Mas a trama também causou prejuízos aos bicheiros, pelo menos em duas ocasiões: no capítulo de 22 de maio de 1972, Sabonete aconselhou um personagem a jogar no pavão. No dia seguinte, milhares de pessoas seguiram o “conselho”. E não é que deu pavão mesmo? Na outra coincidência, no dia seguinte em que o último capítulo foi ao ar, deu macaco _o número correspondente ao da sepultura de Tucão.
“Foi a minha maior glória”, declarou Gracindo a O Globo. “Depois de tantos anos, jamais esperava viver papel tão difícil, antipático a princípio, mas que depois agradou em cheio”, completou. “Foi uma coisa maravilhosa.

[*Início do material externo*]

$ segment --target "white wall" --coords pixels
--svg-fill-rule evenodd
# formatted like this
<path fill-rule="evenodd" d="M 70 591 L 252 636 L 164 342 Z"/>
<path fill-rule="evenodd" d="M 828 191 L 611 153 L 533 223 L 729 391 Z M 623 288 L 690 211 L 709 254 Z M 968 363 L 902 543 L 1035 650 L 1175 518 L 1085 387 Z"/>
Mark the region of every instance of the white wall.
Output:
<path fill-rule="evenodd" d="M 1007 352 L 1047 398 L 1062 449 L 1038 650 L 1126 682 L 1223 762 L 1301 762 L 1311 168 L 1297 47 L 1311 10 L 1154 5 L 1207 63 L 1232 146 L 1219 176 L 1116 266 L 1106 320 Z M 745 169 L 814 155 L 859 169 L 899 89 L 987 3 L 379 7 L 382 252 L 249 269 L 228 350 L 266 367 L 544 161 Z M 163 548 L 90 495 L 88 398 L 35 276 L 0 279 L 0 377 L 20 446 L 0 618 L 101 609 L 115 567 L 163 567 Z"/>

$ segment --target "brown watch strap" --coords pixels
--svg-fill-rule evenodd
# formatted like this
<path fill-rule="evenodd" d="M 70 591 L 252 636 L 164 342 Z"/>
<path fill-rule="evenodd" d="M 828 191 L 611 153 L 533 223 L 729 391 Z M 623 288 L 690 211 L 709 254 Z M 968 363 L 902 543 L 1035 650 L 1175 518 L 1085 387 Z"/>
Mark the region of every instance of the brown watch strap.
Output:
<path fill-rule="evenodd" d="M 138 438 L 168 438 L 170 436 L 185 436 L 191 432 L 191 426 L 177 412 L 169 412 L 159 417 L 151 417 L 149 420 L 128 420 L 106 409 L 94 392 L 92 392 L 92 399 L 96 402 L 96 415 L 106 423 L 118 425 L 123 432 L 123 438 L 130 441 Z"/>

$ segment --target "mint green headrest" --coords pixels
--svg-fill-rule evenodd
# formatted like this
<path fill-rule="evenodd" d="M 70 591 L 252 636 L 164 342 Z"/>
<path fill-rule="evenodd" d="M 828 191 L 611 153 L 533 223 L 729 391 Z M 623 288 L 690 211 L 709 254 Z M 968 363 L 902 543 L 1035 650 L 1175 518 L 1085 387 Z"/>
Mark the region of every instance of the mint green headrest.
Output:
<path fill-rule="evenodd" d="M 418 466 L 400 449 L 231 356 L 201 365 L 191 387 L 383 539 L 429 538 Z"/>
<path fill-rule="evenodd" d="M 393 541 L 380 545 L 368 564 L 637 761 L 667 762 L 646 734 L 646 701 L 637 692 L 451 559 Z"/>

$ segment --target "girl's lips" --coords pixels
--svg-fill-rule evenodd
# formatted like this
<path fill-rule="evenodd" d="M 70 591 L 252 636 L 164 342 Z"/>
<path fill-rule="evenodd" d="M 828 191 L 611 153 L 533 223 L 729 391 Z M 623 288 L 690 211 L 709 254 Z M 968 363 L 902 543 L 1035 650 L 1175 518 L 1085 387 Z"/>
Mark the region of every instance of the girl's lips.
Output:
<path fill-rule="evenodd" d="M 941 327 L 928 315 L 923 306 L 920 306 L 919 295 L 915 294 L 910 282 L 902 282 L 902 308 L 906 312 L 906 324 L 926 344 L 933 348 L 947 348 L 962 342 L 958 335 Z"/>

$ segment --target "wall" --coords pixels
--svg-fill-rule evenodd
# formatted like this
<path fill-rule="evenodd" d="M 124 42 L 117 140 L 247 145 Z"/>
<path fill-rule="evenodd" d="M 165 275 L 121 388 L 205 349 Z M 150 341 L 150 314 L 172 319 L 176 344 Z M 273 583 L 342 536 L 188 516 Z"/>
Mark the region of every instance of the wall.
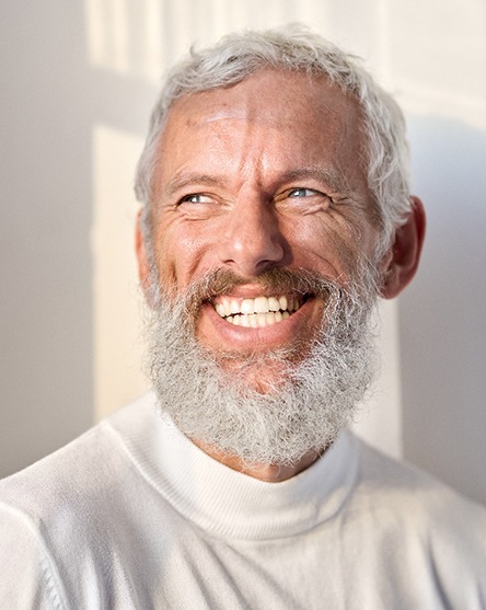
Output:
<path fill-rule="evenodd" d="M 4 0 L 0 474 L 143 390 L 131 193 L 162 70 L 189 44 L 303 21 L 404 106 L 429 211 L 420 273 L 382 310 L 360 434 L 486 503 L 481 0 Z"/>

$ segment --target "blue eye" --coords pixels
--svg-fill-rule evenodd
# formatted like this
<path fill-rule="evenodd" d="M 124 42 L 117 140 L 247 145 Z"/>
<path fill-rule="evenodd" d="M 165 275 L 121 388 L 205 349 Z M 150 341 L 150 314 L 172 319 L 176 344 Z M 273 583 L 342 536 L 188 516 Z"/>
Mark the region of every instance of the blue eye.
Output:
<path fill-rule="evenodd" d="M 209 204 L 211 198 L 208 195 L 202 195 L 201 193 L 195 193 L 193 195 L 186 195 L 181 199 L 182 204 Z"/>
<path fill-rule="evenodd" d="M 292 188 L 289 192 L 289 197 L 292 197 L 292 198 L 312 197 L 314 195 L 317 195 L 316 191 L 313 191 L 312 188 L 304 188 L 304 187 Z"/>

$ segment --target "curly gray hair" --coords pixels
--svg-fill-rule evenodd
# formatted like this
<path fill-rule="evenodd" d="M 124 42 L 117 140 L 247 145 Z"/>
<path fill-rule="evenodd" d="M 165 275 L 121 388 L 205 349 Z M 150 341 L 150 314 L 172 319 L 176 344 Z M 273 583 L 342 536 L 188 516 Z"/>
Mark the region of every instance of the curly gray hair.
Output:
<path fill-rule="evenodd" d="M 302 26 L 265 32 L 245 31 L 223 37 L 216 46 L 190 50 L 189 57 L 167 76 L 153 110 L 147 141 L 138 163 L 137 198 L 144 204 L 142 230 L 150 248 L 153 173 L 157 147 L 172 104 L 192 93 L 236 84 L 264 69 L 290 70 L 310 77 L 325 76 L 361 107 L 367 147 L 363 162 L 368 186 L 381 226 L 375 256 L 390 245 L 394 229 L 410 210 L 408 146 L 405 119 L 393 97 L 349 55 Z"/>

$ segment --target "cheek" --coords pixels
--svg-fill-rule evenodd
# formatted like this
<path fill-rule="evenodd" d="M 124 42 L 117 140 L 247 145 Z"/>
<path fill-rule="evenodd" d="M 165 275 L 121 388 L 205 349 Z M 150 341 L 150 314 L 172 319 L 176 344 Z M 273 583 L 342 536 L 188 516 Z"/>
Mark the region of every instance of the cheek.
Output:
<path fill-rule="evenodd" d="M 360 248 L 357 238 L 357 232 L 347 222 L 332 218 L 302 218 L 290 241 L 293 262 L 296 266 L 345 280 L 356 266 Z"/>
<path fill-rule="evenodd" d="M 201 239 L 197 223 L 161 226 L 155 246 L 157 265 L 162 286 L 185 289 L 201 268 L 209 267 L 207 260 L 212 250 L 208 238 Z M 207 232 L 209 235 L 212 232 Z"/>

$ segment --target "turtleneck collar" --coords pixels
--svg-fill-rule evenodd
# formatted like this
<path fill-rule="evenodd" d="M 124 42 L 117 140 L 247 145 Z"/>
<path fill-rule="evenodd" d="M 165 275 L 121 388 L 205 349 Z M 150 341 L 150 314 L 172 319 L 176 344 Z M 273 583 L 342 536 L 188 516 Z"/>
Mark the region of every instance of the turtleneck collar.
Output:
<path fill-rule="evenodd" d="M 247 540 L 296 536 L 332 518 L 358 470 L 358 444 L 344 430 L 303 472 L 267 483 L 213 460 L 161 417 L 150 393 L 106 425 L 144 479 L 185 518 L 216 536 Z"/>

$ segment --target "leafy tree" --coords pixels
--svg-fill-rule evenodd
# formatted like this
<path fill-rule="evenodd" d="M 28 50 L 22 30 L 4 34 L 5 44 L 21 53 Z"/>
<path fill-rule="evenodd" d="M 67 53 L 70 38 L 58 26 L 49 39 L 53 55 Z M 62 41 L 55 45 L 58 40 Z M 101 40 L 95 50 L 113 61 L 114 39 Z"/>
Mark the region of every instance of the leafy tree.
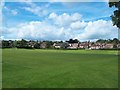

As cartas chegavam diariamente de todos os pontos do país. É minha consagração. Sou o homem mais feliz deste mundo”, disse, em outro trecho da entrevista.
Comprovando a grande fase que vivia, menos de um ano depois, Paulo Gracindo viveria outro papel marcante na televisão: o político Odorico Paraguaçu, de O Bem Amado, outra obra-prima de Dias Gomes.